Xenophobic Attacks in South Africa


(Photo: Michele Spatari/Agence France-Presse – Getty Images)

Safa Hameed

During the first week of September, riots broke out in Pretoria and Johannesburg, the capital of South Africa, amidst spikes in xenophobia, resulting in immigrant-owned businesses being looted and burned.

Rioters took to the streets where more than fifty shops were then burned and looted. Cars lay burning in the streets, as the police tried to subdue the crowd by firing rubber bullets and tear gas. The rioting resulted thousands of dollars in property damage, and 400 were arrested as police tried to find a motive in their attacks. It was later revealed that the attacks followed a pattern South Africa has known for years; the attacks targeted foreign born business owners.

(Photo: Themba Hadebe/Associated Press)

These riots have been a part of South African history since 1994, when a black majority government was voted into rule and apartheid was abolished. Following the inauguration of the new government, riots increased and didn’t seem to decline, even more than a decade later. The most prominent riots took place in 2008 and 2015, when refugees were targeted and homes were burned; in these two cases the death tally totaled 60. The reason for the maltreatment and discrimination of foreigners stems from many problems that seem to have been either neglected by the government or have been encouraged by leaders who take part in xenophobic actions themselves.


Threats, attacks and killings against foreigners in South Africa (
Threats, attacks, and killings against foreigners in South Africa by year (Source: Xenowatch, African Centre for Migration and Society)

For one, citizens look at immigrants as people who steal jobs and houses that they feel belongs to them, considering South Africa’s long time unemployment problem. Unemployment has risen to 29 percent in the third quarter of 2019, and, more specifically, 55 percent for those between the ages of 18-24. They feel that the government does nothing, so they take it upon themselves to fix the problem. The government overlooks situations where citizens take actions into their hands, feeding the violent cycle. A leader in the township near Pretoria drove out all Zimbabweans and redistributed the land to citizens of his township. 

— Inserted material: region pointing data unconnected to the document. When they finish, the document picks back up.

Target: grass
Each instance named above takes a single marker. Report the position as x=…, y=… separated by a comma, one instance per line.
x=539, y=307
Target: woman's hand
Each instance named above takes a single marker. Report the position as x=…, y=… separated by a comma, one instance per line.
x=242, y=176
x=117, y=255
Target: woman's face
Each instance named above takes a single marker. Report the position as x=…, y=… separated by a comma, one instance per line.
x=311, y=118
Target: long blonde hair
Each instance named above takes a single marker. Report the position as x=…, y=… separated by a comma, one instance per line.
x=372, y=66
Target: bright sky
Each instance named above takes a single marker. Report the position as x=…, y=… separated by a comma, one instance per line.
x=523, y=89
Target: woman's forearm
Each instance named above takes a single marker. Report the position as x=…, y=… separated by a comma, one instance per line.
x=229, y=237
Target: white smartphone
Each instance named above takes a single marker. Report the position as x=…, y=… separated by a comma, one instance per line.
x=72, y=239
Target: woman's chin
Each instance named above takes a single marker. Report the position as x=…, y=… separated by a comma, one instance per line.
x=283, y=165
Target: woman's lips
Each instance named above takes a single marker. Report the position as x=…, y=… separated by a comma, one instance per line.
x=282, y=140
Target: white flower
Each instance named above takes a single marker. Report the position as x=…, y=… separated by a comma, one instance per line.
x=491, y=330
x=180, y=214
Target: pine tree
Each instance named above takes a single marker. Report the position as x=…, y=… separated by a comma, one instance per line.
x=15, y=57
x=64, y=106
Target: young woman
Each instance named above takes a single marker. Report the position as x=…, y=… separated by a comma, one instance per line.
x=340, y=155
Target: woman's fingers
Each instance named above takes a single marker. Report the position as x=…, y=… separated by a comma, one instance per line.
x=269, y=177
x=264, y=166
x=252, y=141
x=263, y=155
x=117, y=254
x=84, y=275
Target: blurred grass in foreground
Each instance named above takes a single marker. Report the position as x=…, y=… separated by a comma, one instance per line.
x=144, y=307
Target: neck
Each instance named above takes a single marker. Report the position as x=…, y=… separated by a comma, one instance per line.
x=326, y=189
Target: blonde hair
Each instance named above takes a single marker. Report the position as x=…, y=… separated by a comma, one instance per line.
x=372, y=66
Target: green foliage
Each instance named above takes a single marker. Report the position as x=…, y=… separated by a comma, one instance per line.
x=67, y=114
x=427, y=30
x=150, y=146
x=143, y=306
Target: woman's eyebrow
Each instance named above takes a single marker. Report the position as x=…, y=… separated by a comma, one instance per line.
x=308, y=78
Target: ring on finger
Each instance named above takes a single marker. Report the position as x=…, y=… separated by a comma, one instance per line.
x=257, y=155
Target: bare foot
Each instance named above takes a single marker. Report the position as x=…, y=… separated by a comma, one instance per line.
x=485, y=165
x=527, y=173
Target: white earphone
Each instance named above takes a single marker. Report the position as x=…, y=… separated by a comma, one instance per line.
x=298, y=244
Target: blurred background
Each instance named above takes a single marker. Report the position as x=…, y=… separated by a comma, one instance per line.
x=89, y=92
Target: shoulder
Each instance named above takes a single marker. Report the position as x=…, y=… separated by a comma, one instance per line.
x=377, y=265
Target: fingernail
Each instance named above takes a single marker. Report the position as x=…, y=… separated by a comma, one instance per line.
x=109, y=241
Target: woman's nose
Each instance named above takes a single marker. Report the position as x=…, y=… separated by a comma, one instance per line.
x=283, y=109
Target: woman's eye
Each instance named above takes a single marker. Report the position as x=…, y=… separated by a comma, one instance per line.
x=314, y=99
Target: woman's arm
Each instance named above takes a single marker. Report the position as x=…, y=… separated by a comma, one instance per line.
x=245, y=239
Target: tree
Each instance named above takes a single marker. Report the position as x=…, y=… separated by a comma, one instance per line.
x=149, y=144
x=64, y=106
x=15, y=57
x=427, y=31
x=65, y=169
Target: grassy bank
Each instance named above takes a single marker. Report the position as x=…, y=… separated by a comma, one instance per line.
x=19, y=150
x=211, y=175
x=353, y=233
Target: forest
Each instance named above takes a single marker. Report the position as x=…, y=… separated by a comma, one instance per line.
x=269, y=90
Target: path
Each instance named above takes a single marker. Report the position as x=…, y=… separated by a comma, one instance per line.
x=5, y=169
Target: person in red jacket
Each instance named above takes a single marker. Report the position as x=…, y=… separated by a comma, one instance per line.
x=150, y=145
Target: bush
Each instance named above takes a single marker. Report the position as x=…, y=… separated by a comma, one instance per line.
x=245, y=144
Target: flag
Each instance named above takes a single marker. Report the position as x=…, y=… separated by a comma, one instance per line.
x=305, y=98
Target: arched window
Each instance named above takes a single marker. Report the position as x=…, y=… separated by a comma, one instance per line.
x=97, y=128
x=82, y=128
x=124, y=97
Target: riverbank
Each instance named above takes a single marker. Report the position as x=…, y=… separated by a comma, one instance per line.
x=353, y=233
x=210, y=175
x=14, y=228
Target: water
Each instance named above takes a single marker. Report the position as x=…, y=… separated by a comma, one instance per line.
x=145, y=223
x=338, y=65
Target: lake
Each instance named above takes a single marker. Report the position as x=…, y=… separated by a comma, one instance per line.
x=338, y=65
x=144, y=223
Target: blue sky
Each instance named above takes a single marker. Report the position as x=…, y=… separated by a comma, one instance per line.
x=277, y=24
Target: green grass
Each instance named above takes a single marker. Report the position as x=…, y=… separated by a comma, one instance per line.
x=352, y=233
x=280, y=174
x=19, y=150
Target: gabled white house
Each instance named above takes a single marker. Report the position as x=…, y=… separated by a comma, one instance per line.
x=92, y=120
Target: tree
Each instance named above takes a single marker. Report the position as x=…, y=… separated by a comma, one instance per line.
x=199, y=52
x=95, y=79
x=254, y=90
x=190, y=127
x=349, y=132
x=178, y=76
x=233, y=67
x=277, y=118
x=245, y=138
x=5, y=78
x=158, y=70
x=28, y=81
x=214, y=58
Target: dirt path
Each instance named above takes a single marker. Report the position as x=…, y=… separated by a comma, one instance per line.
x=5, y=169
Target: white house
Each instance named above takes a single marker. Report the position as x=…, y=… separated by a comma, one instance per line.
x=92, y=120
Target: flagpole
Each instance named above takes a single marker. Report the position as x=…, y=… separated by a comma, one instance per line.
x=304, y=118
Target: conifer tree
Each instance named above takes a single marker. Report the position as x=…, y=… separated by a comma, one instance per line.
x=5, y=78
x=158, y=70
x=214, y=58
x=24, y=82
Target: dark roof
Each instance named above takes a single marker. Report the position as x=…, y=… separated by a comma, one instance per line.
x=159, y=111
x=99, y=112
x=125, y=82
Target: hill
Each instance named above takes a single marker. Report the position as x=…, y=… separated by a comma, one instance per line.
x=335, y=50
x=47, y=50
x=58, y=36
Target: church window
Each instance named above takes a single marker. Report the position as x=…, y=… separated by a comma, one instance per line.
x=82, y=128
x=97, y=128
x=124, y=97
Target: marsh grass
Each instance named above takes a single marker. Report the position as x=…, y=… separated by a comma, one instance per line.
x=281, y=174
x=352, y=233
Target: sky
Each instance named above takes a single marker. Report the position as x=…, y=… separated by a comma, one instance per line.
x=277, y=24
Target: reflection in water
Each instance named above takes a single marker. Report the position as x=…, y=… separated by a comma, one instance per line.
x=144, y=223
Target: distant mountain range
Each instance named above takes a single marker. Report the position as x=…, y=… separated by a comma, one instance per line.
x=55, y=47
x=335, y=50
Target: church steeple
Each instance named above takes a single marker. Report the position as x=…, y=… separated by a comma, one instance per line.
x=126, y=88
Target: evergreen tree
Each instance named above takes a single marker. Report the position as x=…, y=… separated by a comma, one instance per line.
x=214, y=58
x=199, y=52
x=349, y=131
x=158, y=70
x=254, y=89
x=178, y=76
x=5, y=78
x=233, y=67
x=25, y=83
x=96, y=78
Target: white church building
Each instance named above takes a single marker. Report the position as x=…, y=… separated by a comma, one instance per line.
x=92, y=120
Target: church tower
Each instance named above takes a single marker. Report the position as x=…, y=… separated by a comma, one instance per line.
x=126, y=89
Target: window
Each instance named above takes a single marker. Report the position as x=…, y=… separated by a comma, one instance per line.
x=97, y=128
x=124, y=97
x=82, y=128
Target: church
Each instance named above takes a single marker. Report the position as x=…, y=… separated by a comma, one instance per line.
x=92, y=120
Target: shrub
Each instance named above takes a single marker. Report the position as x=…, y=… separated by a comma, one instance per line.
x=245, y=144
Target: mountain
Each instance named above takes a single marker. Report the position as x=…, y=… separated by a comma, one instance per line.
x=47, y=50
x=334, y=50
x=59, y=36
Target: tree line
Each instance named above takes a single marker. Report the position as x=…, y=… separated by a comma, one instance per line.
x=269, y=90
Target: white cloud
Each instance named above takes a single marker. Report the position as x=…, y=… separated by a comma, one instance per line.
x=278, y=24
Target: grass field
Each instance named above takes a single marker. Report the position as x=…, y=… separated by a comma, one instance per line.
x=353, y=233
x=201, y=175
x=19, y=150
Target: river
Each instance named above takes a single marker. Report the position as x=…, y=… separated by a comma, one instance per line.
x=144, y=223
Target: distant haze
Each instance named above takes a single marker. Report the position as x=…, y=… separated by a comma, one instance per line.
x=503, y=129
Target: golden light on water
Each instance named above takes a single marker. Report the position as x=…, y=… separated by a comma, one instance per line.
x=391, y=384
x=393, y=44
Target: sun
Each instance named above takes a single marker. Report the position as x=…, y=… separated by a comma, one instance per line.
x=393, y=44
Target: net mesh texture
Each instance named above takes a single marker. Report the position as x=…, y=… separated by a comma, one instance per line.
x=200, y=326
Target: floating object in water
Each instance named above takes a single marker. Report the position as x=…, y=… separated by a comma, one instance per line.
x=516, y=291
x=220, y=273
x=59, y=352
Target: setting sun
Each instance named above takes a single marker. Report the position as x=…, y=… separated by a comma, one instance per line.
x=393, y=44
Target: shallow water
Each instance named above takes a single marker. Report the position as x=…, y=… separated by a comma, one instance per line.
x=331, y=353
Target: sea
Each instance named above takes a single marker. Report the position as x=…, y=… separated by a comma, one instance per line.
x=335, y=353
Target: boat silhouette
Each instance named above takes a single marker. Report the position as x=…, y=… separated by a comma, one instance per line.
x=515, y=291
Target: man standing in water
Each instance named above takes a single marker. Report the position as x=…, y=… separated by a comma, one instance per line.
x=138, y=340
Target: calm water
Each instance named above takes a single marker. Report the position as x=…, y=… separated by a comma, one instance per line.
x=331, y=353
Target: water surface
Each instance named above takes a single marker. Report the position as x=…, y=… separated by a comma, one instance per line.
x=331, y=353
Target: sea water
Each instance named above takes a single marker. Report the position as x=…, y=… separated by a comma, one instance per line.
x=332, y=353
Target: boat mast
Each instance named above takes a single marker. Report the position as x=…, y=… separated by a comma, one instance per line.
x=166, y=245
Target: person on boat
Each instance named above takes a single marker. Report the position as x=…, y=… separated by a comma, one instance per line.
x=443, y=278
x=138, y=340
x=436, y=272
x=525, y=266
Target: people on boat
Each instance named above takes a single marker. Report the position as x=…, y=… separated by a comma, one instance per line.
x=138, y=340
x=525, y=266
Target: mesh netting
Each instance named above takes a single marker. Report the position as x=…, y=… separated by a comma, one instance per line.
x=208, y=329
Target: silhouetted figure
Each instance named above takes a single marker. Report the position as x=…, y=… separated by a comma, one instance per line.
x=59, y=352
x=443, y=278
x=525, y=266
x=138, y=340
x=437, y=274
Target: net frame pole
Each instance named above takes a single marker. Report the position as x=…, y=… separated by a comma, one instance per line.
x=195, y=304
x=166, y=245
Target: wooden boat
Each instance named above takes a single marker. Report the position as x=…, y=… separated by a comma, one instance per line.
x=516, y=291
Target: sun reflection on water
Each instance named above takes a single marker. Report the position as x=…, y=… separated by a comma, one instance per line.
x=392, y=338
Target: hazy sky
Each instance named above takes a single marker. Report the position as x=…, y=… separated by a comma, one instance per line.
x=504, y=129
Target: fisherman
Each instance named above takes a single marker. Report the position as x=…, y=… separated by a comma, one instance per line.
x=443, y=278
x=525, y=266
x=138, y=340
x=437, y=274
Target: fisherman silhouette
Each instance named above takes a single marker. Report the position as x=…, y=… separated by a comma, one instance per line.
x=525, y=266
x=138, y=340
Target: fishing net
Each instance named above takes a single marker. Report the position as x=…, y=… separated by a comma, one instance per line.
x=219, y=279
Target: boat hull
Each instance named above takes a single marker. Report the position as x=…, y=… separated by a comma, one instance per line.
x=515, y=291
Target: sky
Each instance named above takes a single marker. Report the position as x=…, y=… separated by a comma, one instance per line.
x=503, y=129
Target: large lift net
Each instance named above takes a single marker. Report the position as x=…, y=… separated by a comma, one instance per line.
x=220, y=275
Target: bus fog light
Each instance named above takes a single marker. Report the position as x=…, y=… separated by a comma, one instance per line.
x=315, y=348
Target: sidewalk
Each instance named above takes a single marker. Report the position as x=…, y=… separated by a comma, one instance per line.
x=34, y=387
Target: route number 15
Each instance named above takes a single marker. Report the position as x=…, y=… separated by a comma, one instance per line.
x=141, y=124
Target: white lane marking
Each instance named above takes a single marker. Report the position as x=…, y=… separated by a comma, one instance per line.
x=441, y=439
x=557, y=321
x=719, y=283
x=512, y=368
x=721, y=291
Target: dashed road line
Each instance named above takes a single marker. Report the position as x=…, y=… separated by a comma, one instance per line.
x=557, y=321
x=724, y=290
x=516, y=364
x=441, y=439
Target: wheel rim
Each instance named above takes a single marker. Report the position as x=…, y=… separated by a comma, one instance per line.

The locals also blame the spread of HIV/AIDS, crime, drugs, and social ills on all immigrants. One of the rioting attacks in 2015 was instigated after rumors had spread that an “Arab man” had killed a woman and the police had done nothing to investigate. Afterward, southeast Asians were the target of hate crimes for months.

There has been international outcry, condemning South Africa for its handling of the problem, especially after police minister, Bheki Cele, called the recent riots “criminality rather than xenophobia.” The President of South Africa, Cyril Ramphose, also spoke out in a tweet, attempting to clear confusion about where South Africa stands on xenophobia and its tolerance for it. “There can be no justification for any South African to attack people from other countries. We are against xenophobia. These attacks are completely against the rule of law.”